When Everyone Has AI and the Company Still Learns Nothing - A sharp piece on the “messy middle” of AI adoption, where every employee has AI tools but the organization still struggles to turn individual wins into shared systems, reusable workflows, and real learning.
Three Inverse Laws of AI - A thoughtful essay proposing three simple rules for interacting with AI systems.

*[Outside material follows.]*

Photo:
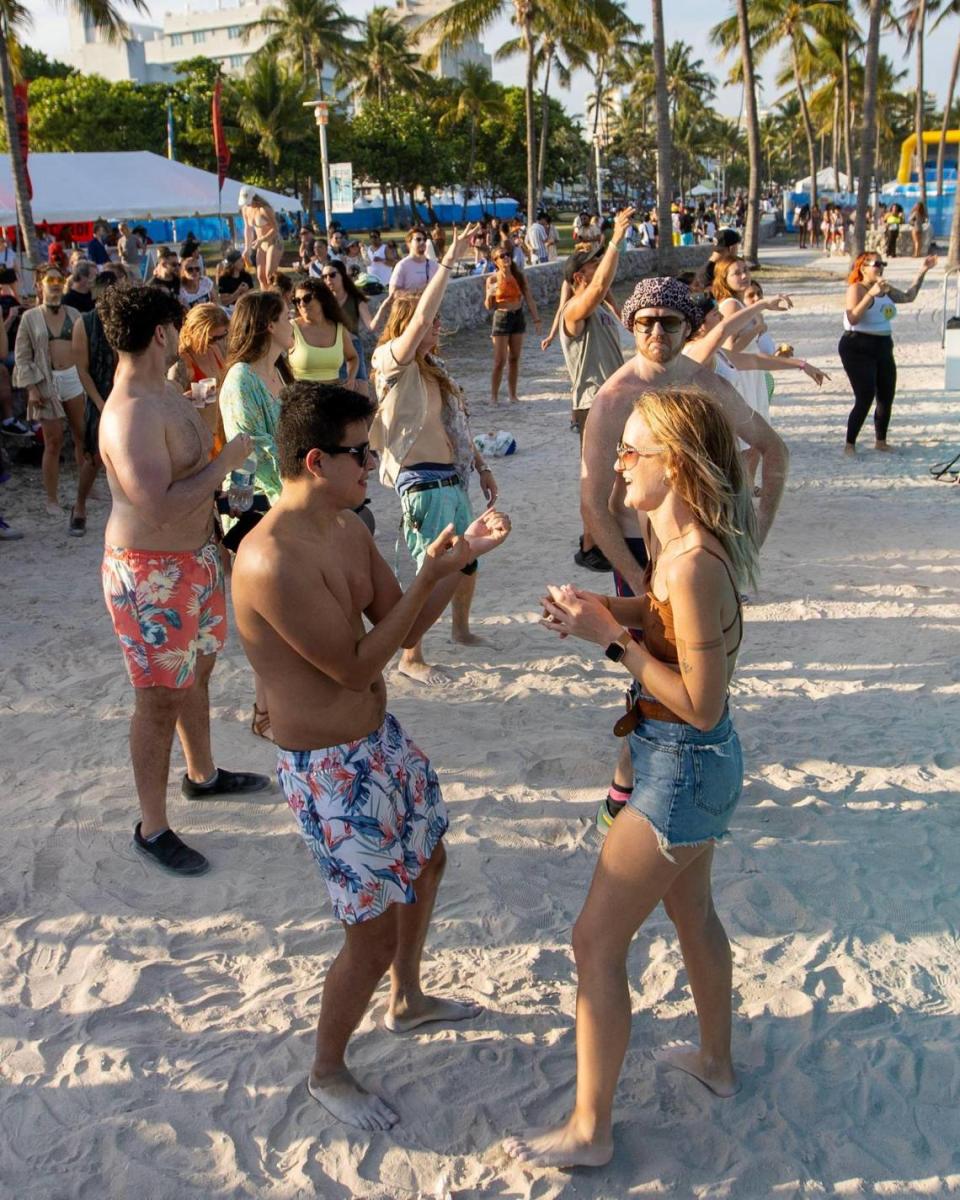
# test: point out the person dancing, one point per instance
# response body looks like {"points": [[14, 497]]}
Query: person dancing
{"points": [[867, 343], [684, 478]]}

🧠 AI & General Programming
🤯 A Startup Claims It Broke the AI Context Window Ceiling
Startup Subquadratic unveiled a new architecture called Subquadratic Selective Attention (SSA), claiming it can scale AI context windows to 12 million tokens while outperforming GPT-5.5 on long-context retrieval benchmarks. The key idea is replacing traditional quadratic attention costs with a system that selectively attends to relevant information in linear time, potentially making ultra-long prompts dramatically cheaper and faster. The claims are huge, including strong SWE-Bench and retrieval scores, but so is the skepticism, since many “transformer replacement” architectures have struggled to prove themselves outside benchmarks.
🏃 Agile in the Age of AI
Miren’s Evan Phoenix argues that AI hasn’t killed Agile, it’s changed who the “author” is. Developers are increasingly acting as editors/directors while coding agents generate implementation details, making communication loops, sync points, and review discipline even more important. The piece also warns that giant AI-generated PRs create shallow “review theater,” where humans approve changes they can’t realistically reason about.

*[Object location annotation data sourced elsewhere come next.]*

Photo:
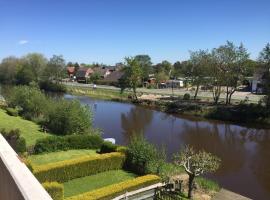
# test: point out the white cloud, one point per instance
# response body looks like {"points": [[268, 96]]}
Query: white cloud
{"points": [[22, 42]]}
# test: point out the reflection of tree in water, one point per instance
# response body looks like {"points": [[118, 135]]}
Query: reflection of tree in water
{"points": [[261, 160], [228, 145], [135, 121]]}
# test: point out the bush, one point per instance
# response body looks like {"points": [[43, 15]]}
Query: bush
{"points": [[52, 87], [55, 189], [62, 143], [107, 147], [70, 169], [69, 117], [112, 191], [186, 96], [143, 157], [12, 111], [15, 140], [207, 185], [31, 100]]}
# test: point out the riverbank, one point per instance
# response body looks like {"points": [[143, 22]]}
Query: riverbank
{"points": [[252, 115]]}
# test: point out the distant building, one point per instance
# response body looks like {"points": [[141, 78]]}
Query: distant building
{"points": [[102, 71], [71, 72], [83, 74]]}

🎵 How Shazam Identifies Songs in Seconds
This fantastic interactive deep dive explains how Shazam turns noisy audio into a compact “fingerprint” using FFT spectrograms, constellation maps, and hash matching. The clever part is that it throws away almost everything, keeping only the loudest frequency peaks, which makes matching incredibly fast and surprisingly resistant to background noise.

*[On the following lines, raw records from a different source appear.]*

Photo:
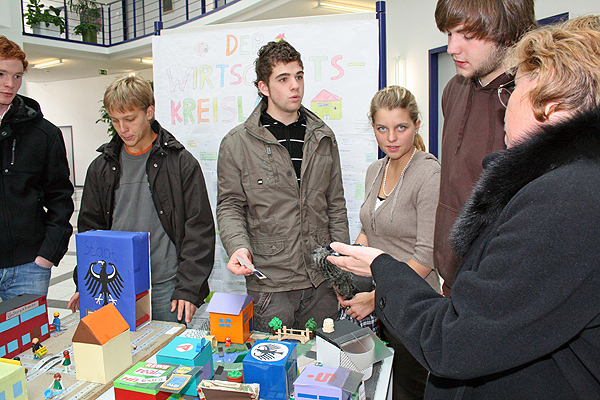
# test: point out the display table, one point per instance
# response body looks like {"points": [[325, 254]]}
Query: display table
{"points": [[146, 341], [377, 387]]}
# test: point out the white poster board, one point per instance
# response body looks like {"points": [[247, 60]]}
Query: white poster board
{"points": [[203, 82]]}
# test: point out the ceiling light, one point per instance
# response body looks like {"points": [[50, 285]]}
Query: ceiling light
{"points": [[344, 7], [47, 64]]}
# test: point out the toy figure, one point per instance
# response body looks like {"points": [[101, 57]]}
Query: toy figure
{"points": [[56, 321], [66, 361], [37, 349], [275, 324], [56, 388], [57, 385]]}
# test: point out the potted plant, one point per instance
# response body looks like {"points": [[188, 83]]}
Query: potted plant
{"points": [[90, 19], [37, 14], [275, 324], [311, 325]]}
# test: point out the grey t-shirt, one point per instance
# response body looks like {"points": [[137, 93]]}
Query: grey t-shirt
{"points": [[135, 212]]}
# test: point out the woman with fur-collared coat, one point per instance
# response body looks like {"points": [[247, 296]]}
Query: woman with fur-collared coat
{"points": [[524, 318]]}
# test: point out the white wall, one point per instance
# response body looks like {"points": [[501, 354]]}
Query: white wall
{"points": [[76, 103], [411, 33]]}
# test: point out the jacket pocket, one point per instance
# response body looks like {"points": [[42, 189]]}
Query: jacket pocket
{"points": [[267, 247], [321, 237]]}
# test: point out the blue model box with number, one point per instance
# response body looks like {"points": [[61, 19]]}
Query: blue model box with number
{"points": [[191, 352], [274, 366], [114, 267]]}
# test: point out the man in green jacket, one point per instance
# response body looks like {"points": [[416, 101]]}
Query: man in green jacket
{"points": [[145, 180], [280, 196]]}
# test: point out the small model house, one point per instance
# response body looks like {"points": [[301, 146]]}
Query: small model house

🤝 What to Say When Your Product Doesn’t Have the Answer
This piece explores a surprisingly important product skill, how to respond when customers ask for something your product can’t do. Instead of awkward deflection or feature-theater.
💾 Microsoft open-sources the oldest DOS source code ever found
Microsoft just released the earliest known DOS source code, dating back before MS-DOS branding even existed. The code for 86-DOS 1.00 had to be reconstructed from paper printouts by preservationists, offering a fascinating look at the software foundation that eventually powered the entire IBM PC era.